Es gibt da auch alle möglichen Mischformen und Ueberschneidungen.
Bei Falken ( kein speziell grosses Sozialverhalten) kenne ich aus eigener Erfahrung solche, die menschgeprägt sind, Menschen anbalzen, aber trotzdem scheu sind und auch keine fremden Personen anfliegen. Keine natürliche Verpaarung mit Artgenossen eingehen, aber trotzdem nach künstlicher Befruchtung Junge aufziehen und sogar als Ammenvögel einsetzbar sind. Die aufgezogenen Jungen waren dann wieder normal Artgeprägt.
Solche die ausgewählte menschliche Partner anbalzen, und Momente später dieselben während der Brutzeit vehement attackieren.

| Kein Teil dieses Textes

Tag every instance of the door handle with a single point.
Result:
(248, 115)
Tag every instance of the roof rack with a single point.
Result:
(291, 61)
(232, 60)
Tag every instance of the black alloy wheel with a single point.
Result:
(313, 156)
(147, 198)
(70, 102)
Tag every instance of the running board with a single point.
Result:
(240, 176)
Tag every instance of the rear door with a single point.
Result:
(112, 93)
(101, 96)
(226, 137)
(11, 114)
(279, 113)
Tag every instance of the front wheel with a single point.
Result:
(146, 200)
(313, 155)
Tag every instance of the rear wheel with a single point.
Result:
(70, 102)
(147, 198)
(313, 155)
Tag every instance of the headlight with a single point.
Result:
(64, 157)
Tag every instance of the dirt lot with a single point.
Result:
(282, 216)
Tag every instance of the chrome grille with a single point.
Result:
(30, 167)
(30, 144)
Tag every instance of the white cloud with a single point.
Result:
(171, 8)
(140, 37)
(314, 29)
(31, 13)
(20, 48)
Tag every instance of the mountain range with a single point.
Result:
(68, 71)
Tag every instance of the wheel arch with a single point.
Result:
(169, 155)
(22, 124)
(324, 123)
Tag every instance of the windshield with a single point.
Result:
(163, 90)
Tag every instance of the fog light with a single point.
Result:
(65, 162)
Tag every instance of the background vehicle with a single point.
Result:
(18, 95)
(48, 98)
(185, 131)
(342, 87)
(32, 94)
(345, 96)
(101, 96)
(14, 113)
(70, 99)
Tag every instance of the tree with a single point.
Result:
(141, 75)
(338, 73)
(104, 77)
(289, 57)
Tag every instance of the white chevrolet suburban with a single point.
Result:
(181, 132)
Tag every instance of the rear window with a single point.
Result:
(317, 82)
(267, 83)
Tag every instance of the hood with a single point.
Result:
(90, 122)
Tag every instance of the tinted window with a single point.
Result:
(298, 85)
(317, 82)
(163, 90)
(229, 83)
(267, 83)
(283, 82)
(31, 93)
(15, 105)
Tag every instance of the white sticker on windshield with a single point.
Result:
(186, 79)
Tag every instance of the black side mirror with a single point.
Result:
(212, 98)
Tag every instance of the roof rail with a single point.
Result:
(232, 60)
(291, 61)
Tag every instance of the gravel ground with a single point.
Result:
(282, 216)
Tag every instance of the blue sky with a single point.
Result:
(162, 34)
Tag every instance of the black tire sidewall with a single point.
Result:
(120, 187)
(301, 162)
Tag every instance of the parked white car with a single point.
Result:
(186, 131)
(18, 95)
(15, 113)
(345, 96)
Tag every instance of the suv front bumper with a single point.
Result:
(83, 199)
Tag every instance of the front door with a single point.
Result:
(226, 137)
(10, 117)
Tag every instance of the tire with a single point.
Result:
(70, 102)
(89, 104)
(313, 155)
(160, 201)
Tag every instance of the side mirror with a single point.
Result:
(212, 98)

Also die Mechanismen sind oft eine Mischung von Prägung, Erlerntem und Instinkten.
Schönes Beispiel für eine falsche
sexuelle Prägung des sich ansonsten völlig normal verhaltenden Falken.
Generell wird mir hier mit dem Begriff Prägung viel zu leichtfertig umgegangen. Per verhaltensbiologischer Definition ist Prägung ein irreversibler Lernvorgang, der nur dann stattfinden kann, wenn sich das Lebewesen in der für eben diesen Lernvorgang sensiblen Phase befindet und wenn eine solche Möglichkeit der Prägung für die jeweilige Art überhaupt vorhanden ist. Wobei durchaus berechtigte Zweifel daran bestehen, dass so ein Vorgang wirklich irreversibel ist und das Verhalten nicht durch späteres Lernen angepasst werden kann.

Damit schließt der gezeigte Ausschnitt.